Another Targeted Agent for Therapy-Resistant EGFR-Mutated Lung Cancer

The targeted agent rociletinib (CO-1686, Clovis Oncology, Inc.), has shown promising activity in non-small cell lung cancer (NSCLC) patients who have become resistant to current available therapies.

The targeted agent rociletinib (CO-1686, Clovis Oncology, Inc.), has shown promising activity in non-small cell lung cancer (NSCLC) patients who have become resistant to current available therapies. Results of the phase I/II clinical trial were published in TheNew England Journal of Medicine,1 and partial results from the trial were previously presented at the American Society of Clinical Oncology annual meeting in 2014.

Patients with EGFR-mutated lung cancer represent about 10% to 15% of patients in the US and Europe, and about 30% to 35% of Asian patients. The vast majority of these patients has either an exon 19 or exon 21 EGFR mutations at the time of diagnosis, and generally responds to currently available EGFR tyrosine kinase inhibitors including gefitinib (Iressa), erlotinib (Tarceva) and afatinib (Gilotrif). Objective responses range from about 50% to 70% in treatment naive NSCLC patients. Yet, new approaches are needed as these EGFR-mutant NSCLC patients generally develop resistance within one year of starting anti-EGFR therapy.

Rociletinib is a small molecule, oral mutation-selective inhibitor of EGFR that targets EGFR exon deletions, and the L858R and T790M mutations, but not wild-type EGFR. T790M is so far the most commonly found resistance mutation to first and second generation EGFR inhibitors, found in about 50% to 60% of EGFR-mutated NSCLC patients following targeted therapy.  Median survival is estimated to be less than 2 years after the T790M mutation emerges, as there are no available targeted agents specifically for this mutation.

Patients enrolled in the trial had all had received at least one previous EGFR tyrosine kinase inhibitor. Patients had received a median of four prior lines of therapy and 50% (65 of 130 patients) had three or more sites of metastases. Forty-four percent of the patients had a history of brain metastases.

In the phase I dose escalation portion of the trial, the maximum tolerated dose was not reached and the maximum dose tested was 900 mg, twice daily.

The phase II portion of the trial tested twice daily, 500 mg, 625 mg, and 750 mg doses.

Of the 148 patients in the phase II portion of the trial who could be tested for the T790M mutation, 78 (53%) tested positive. Among all T790M-positive patients treated at any dose, the objective response rate was 59% (27 of 46 patients)--all of whom had a partial response. An additional 16 patients had stable disease, resulting in a disease control rate of 93%. Among the T790M-negative patients, the response rate was 29% and the disease control rate was 59%. Three of 20 patients whose tumors could not be assessed for the presence of the T790M mutation responded to therapy.

The median follow up was 10.5 weeks.

Response rates were similar between patients with either a deletion 19 or L858R-EGFR mutation. The estimated median progression-free survival was 13.1 months with 82% of the patients still censored at the time of analysis.

Rociletinib was generally well-tolerated according to the study authors. The most frequent grade 3 adverse event, occurring in 20 of 92 patients treated (22%), was hyperglycemia, which was managed with dose reductions and metformin (Glucophage), and did not result in drug discontinuation. Thirty-five (38%) of the 92 patients received metformin or another glucose-lowering therapy for hyperglycemia. Other common adverse events included nausea, fatigue, diarrhea, and decreased appetite. Grade 3 prolongation of the QT interval occurred in five patients, which resulted in no symptoms and was managed with dose reductions.
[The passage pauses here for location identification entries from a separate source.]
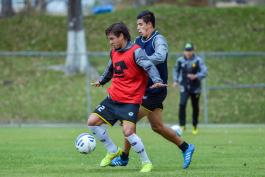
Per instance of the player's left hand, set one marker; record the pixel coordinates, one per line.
(95, 84)
(158, 85)
(192, 76)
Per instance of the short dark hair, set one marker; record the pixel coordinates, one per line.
(147, 16)
(117, 29)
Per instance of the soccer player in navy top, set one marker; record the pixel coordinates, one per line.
(156, 49)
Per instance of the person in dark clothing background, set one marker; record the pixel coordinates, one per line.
(188, 73)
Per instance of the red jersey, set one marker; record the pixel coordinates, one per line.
(129, 80)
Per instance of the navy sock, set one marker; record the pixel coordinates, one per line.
(124, 156)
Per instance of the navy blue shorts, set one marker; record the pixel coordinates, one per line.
(111, 111)
(151, 102)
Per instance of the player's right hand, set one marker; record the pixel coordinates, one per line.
(175, 84)
(158, 85)
(95, 84)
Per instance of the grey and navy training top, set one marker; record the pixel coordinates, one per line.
(156, 49)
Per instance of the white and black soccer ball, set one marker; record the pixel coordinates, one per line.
(85, 143)
(177, 129)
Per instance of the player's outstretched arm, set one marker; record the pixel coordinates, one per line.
(149, 67)
(106, 76)
(95, 84)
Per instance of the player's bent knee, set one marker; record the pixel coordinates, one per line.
(92, 120)
(157, 128)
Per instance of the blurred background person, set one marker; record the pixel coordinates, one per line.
(188, 73)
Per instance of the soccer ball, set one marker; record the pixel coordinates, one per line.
(85, 143)
(177, 129)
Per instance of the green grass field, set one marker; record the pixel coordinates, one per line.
(220, 152)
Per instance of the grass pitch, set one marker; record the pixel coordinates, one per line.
(41, 151)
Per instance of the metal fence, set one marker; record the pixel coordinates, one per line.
(208, 85)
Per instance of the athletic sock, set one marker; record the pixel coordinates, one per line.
(102, 135)
(138, 147)
(124, 156)
(184, 146)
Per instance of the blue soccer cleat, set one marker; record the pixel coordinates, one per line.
(187, 155)
(119, 162)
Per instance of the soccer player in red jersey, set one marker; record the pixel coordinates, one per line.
(128, 69)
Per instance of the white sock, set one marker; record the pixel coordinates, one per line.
(102, 135)
(138, 147)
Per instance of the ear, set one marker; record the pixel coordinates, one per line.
(121, 36)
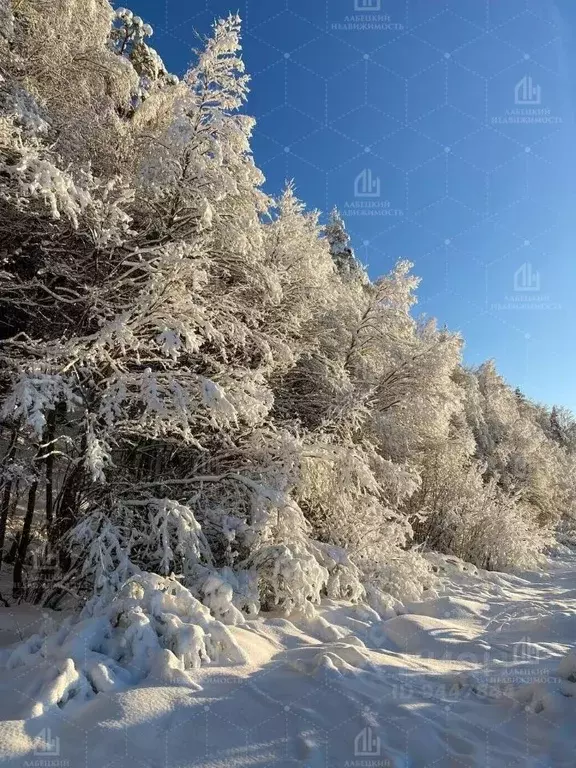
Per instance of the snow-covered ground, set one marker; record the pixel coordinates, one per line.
(468, 678)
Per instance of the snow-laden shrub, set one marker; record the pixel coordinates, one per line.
(153, 628)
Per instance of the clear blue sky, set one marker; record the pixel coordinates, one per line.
(444, 131)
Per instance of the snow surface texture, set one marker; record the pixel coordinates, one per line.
(481, 675)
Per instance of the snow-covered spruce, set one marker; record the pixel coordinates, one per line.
(153, 629)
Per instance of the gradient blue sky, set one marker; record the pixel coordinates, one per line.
(444, 132)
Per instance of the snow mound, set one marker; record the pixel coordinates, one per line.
(154, 628)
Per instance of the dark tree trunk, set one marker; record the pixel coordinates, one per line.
(6, 491)
(50, 429)
(25, 537)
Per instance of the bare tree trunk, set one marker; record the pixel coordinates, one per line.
(5, 503)
(50, 429)
(25, 537)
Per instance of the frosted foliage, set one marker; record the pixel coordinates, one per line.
(218, 409)
(153, 628)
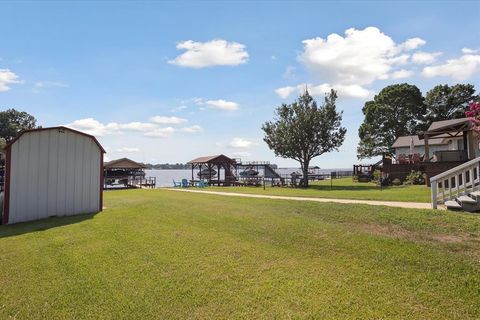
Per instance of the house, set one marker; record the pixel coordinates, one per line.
(49, 172)
(402, 145)
(445, 145)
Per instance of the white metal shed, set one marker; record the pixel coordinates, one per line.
(52, 172)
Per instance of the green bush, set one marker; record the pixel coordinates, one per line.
(415, 177)
(377, 175)
(396, 182)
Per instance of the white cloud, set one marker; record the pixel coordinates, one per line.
(241, 143)
(211, 53)
(400, 74)
(470, 51)
(244, 154)
(421, 57)
(49, 84)
(160, 132)
(222, 104)
(289, 73)
(93, 127)
(413, 43)
(459, 69)
(167, 120)
(127, 149)
(359, 58)
(7, 78)
(96, 128)
(284, 92)
(344, 91)
(192, 129)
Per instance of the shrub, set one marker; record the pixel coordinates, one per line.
(397, 182)
(415, 177)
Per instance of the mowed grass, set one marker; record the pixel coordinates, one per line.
(342, 188)
(172, 255)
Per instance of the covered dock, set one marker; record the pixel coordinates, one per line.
(126, 173)
(210, 168)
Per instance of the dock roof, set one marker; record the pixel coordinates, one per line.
(123, 163)
(216, 159)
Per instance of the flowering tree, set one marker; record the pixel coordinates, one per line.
(474, 114)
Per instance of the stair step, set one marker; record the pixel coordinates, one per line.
(451, 204)
(466, 199)
(475, 193)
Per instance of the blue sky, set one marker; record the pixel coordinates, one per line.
(170, 81)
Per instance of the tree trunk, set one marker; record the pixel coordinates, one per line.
(305, 165)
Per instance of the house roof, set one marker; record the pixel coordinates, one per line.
(455, 126)
(55, 128)
(217, 159)
(123, 163)
(405, 141)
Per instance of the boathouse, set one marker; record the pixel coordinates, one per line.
(126, 173)
(49, 172)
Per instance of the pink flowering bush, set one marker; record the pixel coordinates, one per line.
(474, 114)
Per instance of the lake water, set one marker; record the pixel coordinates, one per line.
(165, 177)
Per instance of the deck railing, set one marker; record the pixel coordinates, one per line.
(455, 182)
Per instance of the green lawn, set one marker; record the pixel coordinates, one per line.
(343, 188)
(171, 255)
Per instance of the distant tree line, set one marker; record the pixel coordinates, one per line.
(12, 122)
(402, 110)
(177, 166)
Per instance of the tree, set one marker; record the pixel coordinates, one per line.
(3, 143)
(396, 111)
(12, 122)
(444, 102)
(473, 114)
(302, 130)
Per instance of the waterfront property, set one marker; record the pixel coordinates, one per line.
(126, 173)
(52, 172)
(217, 169)
(459, 145)
(164, 254)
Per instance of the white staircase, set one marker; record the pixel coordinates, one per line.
(458, 188)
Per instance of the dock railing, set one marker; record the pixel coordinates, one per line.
(455, 182)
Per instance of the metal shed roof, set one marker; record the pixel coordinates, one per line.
(405, 141)
(55, 128)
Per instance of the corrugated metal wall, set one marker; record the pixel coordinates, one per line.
(53, 173)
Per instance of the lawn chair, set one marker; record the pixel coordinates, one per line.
(402, 159)
(416, 158)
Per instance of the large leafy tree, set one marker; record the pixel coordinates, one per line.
(12, 122)
(396, 111)
(445, 102)
(303, 130)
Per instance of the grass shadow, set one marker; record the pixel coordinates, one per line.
(343, 188)
(42, 225)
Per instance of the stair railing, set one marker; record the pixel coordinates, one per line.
(455, 182)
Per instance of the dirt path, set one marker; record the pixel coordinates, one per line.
(399, 204)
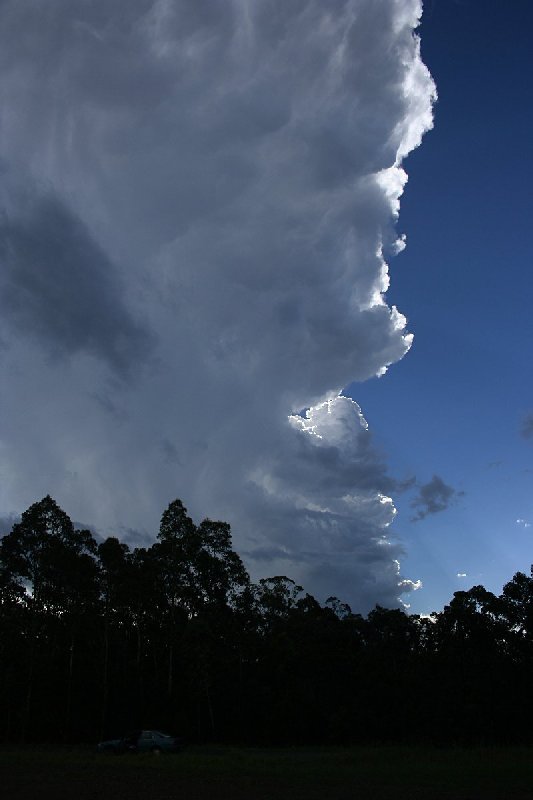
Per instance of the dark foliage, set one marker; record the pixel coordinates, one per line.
(97, 638)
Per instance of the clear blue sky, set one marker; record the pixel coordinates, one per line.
(455, 404)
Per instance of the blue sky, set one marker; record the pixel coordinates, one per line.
(454, 405)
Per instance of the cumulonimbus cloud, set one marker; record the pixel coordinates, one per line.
(216, 190)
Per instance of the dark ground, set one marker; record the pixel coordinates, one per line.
(270, 774)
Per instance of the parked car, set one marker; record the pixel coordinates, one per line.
(142, 742)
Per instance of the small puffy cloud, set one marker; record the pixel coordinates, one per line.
(433, 497)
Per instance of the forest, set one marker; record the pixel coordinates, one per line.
(97, 638)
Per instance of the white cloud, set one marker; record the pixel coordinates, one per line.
(228, 176)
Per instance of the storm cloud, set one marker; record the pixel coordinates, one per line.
(199, 202)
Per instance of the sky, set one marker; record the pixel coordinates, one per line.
(201, 206)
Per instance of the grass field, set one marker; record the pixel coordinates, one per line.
(373, 773)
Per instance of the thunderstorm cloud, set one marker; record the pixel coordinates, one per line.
(198, 200)
(433, 497)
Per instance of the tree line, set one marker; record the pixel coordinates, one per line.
(97, 638)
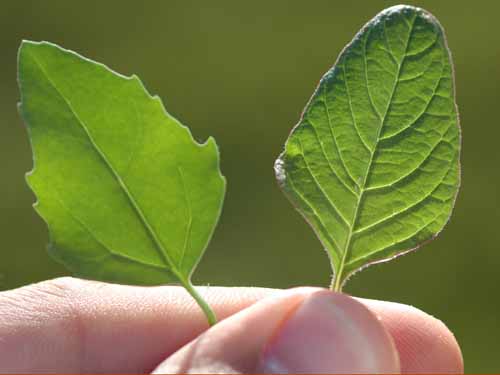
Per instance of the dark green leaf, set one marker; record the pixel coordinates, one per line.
(373, 164)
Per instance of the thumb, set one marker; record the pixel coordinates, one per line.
(301, 331)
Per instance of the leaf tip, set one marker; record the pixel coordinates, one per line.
(279, 170)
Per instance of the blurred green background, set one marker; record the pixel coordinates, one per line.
(242, 72)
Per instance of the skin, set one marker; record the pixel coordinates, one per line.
(73, 326)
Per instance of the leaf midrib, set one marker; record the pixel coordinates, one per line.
(136, 208)
(338, 277)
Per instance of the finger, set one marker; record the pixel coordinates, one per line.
(71, 325)
(424, 343)
(298, 332)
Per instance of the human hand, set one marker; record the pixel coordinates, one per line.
(75, 326)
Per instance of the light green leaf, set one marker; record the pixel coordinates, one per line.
(128, 195)
(373, 164)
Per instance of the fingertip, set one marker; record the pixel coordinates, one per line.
(302, 331)
(425, 344)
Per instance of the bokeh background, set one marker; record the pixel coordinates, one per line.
(242, 72)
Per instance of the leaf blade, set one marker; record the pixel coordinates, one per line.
(107, 161)
(388, 104)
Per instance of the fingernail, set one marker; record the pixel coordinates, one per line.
(330, 333)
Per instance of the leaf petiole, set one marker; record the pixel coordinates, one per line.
(207, 310)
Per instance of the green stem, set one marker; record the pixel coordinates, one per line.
(209, 313)
(336, 284)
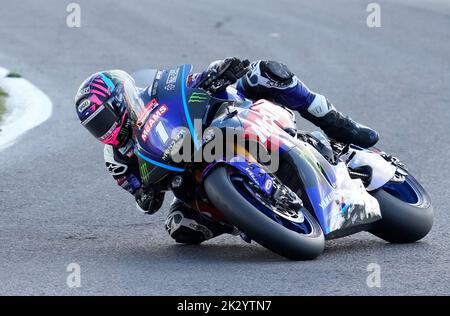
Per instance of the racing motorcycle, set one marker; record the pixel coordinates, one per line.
(321, 190)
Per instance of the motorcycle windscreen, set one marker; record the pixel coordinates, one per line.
(171, 118)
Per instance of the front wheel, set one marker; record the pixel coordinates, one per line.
(407, 213)
(294, 236)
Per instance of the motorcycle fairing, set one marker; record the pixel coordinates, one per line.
(341, 204)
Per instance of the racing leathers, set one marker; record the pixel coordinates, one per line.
(261, 80)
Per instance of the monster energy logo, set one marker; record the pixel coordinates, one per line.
(197, 97)
(144, 172)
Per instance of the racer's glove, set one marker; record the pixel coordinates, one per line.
(148, 200)
(223, 74)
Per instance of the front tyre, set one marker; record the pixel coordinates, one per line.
(245, 213)
(406, 210)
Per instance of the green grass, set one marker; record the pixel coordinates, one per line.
(3, 96)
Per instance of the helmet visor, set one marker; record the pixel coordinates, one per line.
(102, 122)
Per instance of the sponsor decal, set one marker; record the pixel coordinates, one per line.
(83, 92)
(160, 111)
(268, 184)
(172, 77)
(167, 152)
(171, 80)
(84, 105)
(144, 172)
(197, 97)
(327, 200)
(170, 87)
(146, 111)
(154, 88)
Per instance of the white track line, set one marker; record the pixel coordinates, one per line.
(26, 107)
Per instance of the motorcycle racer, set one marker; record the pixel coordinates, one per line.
(103, 99)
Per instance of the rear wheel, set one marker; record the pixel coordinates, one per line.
(294, 235)
(407, 212)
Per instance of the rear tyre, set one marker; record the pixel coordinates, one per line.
(407, 212)
(271, 234)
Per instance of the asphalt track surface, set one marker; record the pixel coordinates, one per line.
(58, 205)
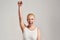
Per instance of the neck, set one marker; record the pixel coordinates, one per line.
(31, 25)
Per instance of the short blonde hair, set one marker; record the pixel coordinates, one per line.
(30, 14)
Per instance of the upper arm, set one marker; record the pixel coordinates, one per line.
(39, 35)
(22, 25)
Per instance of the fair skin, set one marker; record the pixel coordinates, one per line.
(30, 20)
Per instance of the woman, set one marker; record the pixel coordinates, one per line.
(30, 32)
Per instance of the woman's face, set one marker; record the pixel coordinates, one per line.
(30, 19)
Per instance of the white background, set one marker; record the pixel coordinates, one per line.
(47, 14)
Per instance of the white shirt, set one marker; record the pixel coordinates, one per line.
(30, 35)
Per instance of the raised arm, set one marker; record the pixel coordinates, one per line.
(22, 26)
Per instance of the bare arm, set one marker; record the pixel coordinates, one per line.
(39, 36)
(20, 15)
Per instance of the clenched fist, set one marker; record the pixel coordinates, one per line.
(19, 3)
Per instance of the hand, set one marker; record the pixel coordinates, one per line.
(19, 3)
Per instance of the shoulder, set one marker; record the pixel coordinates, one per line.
(38, 29)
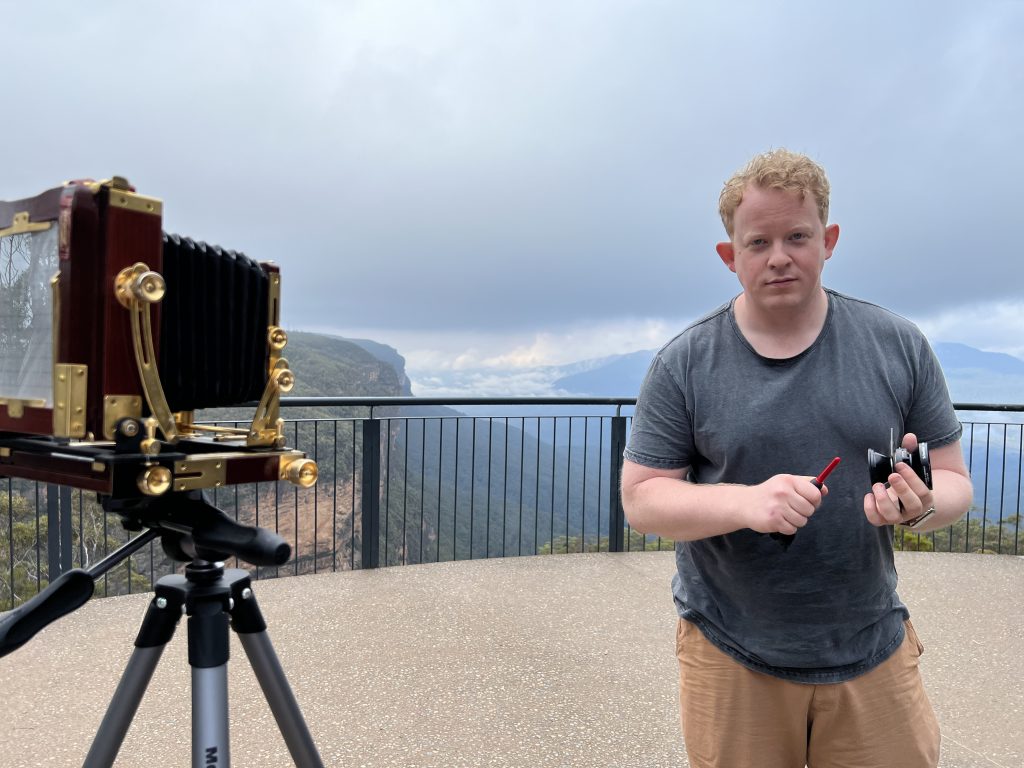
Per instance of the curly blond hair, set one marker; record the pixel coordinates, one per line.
(776, 169)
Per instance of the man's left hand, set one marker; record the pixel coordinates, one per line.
(882, 506)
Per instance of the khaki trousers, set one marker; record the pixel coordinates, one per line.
(736, 718)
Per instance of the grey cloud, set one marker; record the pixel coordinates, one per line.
(529, 165)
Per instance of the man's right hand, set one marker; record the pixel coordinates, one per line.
(783, 503)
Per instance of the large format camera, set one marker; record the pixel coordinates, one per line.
(114, 333)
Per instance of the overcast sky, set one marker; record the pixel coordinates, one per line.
(537, 181)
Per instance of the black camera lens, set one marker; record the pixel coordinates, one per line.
(880, 466)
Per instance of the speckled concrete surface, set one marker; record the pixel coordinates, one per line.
(562, 660)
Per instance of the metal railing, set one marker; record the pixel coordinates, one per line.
(499, 477)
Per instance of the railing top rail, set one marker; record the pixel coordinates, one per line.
(567, 400)
(381, 401)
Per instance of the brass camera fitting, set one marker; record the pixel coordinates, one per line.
(138, 283)
(301, 472)
(155, 480)
(150, 444)
(278, 338)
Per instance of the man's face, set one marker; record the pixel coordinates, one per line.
(778, 249)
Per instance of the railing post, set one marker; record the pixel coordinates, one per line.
(58, 526)
(371, 497)
(616, 517)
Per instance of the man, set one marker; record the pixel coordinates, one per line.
(799, 654)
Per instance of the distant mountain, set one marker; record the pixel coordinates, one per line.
(333, 367)
(619, 377)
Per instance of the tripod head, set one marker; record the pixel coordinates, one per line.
(190, 529)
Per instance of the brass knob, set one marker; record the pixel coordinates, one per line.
(155, 480)
(285, 379)
(278, 338)
(148, 287)
(301, 472)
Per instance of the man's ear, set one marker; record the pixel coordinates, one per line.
(832, 238)
(728, 255)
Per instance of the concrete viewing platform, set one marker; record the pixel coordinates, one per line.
(552, 660)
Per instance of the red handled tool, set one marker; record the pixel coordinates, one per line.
(786, 539)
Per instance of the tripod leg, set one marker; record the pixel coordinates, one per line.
(251, 630)
(208, 654)
(283, 702)
(210, 731)
(158, 628)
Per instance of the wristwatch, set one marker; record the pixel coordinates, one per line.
(918, 521)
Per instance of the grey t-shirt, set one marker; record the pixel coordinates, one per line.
(825, 609)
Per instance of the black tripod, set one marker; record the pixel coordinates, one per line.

"Our finding that rociletinib is an active treatment for EGFR-mutant tumors that have developed T790M-driven resistance is a great leap forward for patients because until now, we have not had an effective personalized therapy for them," said study author Lecia V. Sequist, MD, MPH, of the Massachusetts General Hospital Cancer Center and principal investigator of the study in a statement.

While resistance to rociletinib can develop, according to Dr. Sequist, the drug does not target the wild-type EGFR protein, which makes this targeted therapy a better candidate for combination with other therapies, which could attenuate the development of resistance.

Other agents, including AZD9291, are also in development for resistant EGFR-mutated NSCLC, particularly those patients whose tumors harbor the T790M resistance mutation.

This Clovis Oncology study  with rociletinib is still currently enrolling patients.